For personal reason Suspended maintenance.

Warning:

  • I'm not a coder, so many issues i have no idea how to solve.
  • Do not install modelscope & tensorflow packages if damo/nlp_csanmt_translation_zh2en translator not needed!!!
  • This custom-node results maybe worse than official.
  • Tested only on cuda with fp16/fp32 , you can try others options but maybe not work.
  • Tested with Official_ComfyUI_Stable_Release using python_embed on windows in my case. Distributions from unofficial or vitural env or other OS(such as linux) maybe not work.
  • Tensorflow need specified cuda_version to run on gpu, but on native windows tensorflow 2.10+: look at the note will not work on cuda, we need linux or wsl2 to make gpu work. In this case, damo/nlp_csanmt_translation_zh2en translator will run slowly on cpu.
  • If error Input type (torch.cuda.FloatTensor) and weight type (torch.FloatTensor) should be the same raise, try set all_to_device to true, maybe works.
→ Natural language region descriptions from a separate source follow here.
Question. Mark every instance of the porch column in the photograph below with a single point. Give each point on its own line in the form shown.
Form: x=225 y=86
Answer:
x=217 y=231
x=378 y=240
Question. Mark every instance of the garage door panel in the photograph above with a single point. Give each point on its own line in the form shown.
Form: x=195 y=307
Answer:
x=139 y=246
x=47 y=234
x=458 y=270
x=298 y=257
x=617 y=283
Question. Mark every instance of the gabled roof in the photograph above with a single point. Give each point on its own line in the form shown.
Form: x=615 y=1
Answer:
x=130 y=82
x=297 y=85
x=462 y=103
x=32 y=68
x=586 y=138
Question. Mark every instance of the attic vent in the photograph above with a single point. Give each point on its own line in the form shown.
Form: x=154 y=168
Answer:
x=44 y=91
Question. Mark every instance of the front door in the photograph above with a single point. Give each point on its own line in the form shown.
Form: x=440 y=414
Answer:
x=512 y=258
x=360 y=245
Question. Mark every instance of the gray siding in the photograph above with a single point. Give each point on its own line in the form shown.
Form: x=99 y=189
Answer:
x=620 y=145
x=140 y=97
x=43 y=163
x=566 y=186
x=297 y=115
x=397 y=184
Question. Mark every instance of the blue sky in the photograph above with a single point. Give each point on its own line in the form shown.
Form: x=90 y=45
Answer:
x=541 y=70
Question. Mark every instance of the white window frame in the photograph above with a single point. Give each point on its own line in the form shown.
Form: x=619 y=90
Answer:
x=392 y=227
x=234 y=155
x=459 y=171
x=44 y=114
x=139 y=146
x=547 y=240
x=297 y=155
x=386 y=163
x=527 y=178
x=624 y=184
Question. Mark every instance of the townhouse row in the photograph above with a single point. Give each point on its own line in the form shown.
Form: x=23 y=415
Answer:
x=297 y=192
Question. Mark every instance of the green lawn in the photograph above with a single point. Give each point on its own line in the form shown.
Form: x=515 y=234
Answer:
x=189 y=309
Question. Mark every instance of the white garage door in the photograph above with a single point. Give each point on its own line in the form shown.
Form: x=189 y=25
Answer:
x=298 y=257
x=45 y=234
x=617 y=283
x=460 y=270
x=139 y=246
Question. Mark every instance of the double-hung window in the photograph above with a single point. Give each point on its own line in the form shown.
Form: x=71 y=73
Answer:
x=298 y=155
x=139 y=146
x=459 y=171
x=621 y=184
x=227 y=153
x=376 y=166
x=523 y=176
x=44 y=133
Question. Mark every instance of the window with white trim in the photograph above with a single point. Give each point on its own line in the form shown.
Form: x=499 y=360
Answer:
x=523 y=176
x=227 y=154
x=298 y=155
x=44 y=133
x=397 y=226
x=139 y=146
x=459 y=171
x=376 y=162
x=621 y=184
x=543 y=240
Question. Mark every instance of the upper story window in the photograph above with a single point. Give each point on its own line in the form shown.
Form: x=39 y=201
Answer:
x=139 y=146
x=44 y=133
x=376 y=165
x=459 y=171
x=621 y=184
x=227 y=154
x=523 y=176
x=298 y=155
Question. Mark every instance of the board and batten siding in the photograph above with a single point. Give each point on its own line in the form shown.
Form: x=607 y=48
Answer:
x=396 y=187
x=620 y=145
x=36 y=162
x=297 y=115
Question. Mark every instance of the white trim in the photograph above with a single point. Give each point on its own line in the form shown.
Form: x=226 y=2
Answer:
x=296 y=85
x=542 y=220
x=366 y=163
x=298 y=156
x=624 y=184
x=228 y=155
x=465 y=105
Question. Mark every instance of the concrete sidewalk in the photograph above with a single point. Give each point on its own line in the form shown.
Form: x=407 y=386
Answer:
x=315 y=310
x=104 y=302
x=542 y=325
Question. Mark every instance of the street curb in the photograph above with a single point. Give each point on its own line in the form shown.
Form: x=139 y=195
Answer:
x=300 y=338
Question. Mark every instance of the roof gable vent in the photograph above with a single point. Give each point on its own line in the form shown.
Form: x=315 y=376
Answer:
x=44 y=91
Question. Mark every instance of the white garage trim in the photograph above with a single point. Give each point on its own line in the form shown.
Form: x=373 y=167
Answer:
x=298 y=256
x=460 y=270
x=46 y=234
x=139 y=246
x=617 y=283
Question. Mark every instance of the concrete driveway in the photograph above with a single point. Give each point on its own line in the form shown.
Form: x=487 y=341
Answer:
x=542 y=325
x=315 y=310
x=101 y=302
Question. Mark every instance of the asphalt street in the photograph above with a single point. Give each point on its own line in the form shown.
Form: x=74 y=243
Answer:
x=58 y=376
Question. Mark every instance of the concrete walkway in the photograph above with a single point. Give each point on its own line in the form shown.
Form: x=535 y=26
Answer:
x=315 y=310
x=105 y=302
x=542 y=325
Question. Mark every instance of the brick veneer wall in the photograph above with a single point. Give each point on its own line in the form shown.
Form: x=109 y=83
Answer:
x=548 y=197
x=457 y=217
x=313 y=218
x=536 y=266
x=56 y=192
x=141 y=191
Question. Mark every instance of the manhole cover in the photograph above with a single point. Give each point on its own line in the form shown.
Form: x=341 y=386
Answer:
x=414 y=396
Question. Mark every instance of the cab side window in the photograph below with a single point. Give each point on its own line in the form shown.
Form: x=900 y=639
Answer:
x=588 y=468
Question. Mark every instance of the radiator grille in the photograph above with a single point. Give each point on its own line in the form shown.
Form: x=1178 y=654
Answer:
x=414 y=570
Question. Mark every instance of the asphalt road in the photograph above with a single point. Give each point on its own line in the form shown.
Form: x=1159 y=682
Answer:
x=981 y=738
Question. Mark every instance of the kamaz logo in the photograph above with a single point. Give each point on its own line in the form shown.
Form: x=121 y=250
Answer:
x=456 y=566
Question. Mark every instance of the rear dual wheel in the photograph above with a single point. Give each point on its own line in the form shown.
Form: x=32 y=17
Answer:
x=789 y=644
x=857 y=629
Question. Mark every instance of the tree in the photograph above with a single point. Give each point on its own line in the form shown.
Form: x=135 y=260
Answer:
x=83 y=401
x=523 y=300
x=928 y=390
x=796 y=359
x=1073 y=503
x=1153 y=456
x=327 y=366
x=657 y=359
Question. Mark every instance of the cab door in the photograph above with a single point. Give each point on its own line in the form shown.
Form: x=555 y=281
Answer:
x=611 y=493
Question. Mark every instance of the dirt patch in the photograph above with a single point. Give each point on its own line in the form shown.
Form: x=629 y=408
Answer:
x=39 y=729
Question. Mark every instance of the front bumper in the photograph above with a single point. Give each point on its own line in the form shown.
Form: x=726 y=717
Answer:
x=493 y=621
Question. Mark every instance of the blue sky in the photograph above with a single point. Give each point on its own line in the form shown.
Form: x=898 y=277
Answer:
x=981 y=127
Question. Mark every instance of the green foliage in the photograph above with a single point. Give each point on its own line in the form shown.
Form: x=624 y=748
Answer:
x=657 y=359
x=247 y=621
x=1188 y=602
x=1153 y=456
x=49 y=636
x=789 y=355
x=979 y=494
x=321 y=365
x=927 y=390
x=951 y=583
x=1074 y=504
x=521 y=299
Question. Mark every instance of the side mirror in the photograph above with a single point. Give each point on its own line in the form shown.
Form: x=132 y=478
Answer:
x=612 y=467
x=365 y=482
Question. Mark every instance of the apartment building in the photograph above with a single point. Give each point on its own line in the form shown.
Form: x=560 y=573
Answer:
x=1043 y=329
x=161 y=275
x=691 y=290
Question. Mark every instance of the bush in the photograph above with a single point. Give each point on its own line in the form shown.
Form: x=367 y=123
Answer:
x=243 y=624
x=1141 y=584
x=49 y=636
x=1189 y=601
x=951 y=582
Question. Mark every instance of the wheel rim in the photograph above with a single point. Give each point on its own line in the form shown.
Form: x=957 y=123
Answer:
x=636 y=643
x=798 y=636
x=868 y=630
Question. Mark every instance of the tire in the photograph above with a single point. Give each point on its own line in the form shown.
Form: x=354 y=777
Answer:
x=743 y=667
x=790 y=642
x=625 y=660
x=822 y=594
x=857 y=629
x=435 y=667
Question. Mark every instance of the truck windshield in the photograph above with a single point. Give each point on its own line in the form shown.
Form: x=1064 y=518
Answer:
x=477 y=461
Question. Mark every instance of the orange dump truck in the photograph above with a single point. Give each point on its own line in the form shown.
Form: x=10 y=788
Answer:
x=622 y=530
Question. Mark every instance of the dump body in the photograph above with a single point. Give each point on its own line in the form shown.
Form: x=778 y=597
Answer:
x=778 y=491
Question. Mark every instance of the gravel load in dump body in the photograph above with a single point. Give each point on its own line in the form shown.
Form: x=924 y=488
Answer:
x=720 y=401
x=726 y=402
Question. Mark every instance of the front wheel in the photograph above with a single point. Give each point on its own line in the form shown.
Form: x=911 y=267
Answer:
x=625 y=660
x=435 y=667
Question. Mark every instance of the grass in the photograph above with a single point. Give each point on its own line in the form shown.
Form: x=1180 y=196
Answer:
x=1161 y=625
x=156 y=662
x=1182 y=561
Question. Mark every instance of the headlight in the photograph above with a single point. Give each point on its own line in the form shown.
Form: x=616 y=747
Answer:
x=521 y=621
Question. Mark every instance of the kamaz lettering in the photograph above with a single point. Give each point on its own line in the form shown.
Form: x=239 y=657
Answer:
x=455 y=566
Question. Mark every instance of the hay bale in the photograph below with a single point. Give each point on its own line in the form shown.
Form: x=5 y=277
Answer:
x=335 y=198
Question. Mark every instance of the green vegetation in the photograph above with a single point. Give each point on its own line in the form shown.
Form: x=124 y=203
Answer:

Thanks to @602387193c----->issues/17.
  • If error expected scalar type Half but found Float, try fp32.

v2 test, more native, not remote_code mode.

Instructions:

  • utrobinmv/t5_translate_en_ru_zh_small_1024 (212MB) is faster and smaller, but accurancy is far worse than damo/nlp_csanmt_translation_zh2en(7.3GB).
  • Input_prompts will be checked if is_Chinese_prompts to decide whether auto load translator or not.
  • Numbers of draw_masks must >= nunbers of string_content (in the "") we want to generate, or it will raise an error "not enough values to unpack".
  • works on my pc: ComfyUI official release+(ComfyUI_windows_portable\ComfyUI)start with powershell+python_embed+win10+py311+torch2.3.0+cu121+rtx3050laptop(4GB).
  • pillow>=9.5.0(10.3.0) Most packages are the newest.
  • Accept any resolution image input, but will resized to <=768, output images will limited to <=768.(Official method)
  • If font、ckpt_name、clip、translator set to Auto_DownLoad, default models will automtically download to specified directory. Models will loaded if models already exist.
  • AnyText model will download into "ComfyUI\models\checkpoints\15\anytext_v1.1.safetensors" from huggingface(fp16: 2.66 GB).
  • We can manually download AnyText-FP32-5.73 GB from modelscope,(fp32 5.73 GB).Then put it into ComfyUI\models\checkpoints.
  • Or manually download AnyText-FP16-2.66 GB from huggingface and rename it to anytext_v1.1.safetensors or whatever you like.Then put it into ComfyUI\models\checkpoints.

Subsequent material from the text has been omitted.